Cristiano Ronaldo left the pitch in tears after being sent off in Juventus' Champions League game against Valencia on Wednesday night.
Ronaldo – who could miss out on a return to former club Manchester United as a result of his red card – is the latest in an increasing number of top sports stars to express their emotion in such a way.
Here Press Association Sport highlights five of the more memorable occasions on which tears have felt like the only option.
A pulled hamstring was not going to deny Derek Redmond the chance to cross the finish line at the 1992 Olympics. The injury-plagued Londoner pulled up towards the end of his 400m heat but, helped by his father Jim who evaded security to race on to the track, he hobbled down the home straight with cheers ringing in his ears and tears streaming down his face.

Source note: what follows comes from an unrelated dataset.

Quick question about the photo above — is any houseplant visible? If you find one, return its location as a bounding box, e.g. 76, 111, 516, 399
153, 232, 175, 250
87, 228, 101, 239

Ashes winner Michael Vaughan fought back tears when he announced his resignation as England Test captain in 2008. Vaughan insisted his decision had less to do with a series defeat to South Africa, and more because he wanted to return to being a family man. "I want to be me again," Vaughan said. "I just hope you can respect that."
Murray has become eager to express his emotions – and to encourage others to do the same. He cried on court after his debut Wimbledon final loss to Roger Federer in 2012, and again after winning his second All England Club title four years later. Murray said: "People didn't laugh or think less of me, it was the opposite. It felt like they respected me more."
Sympathy was in short supply for the former Australia captain who broke down in tears during a press conference in the wake of the ball-tampering scandal which led to him being banned from international cricket for a year. His accomplices David Warner and Cameron Bancroft would also fight back tears during separate public displays of contrition.
It all proved too much for David Beckham when Paris St Germain boss Carlo Ancelotti decided to substitute him late in his final match against Brest in 2013. Congratulated by his team-mates and afforded a standing ovation by fans – including former French president Nicolas Sarkozy – a plainly upset Beckham departed the pitch with tears in his eyes.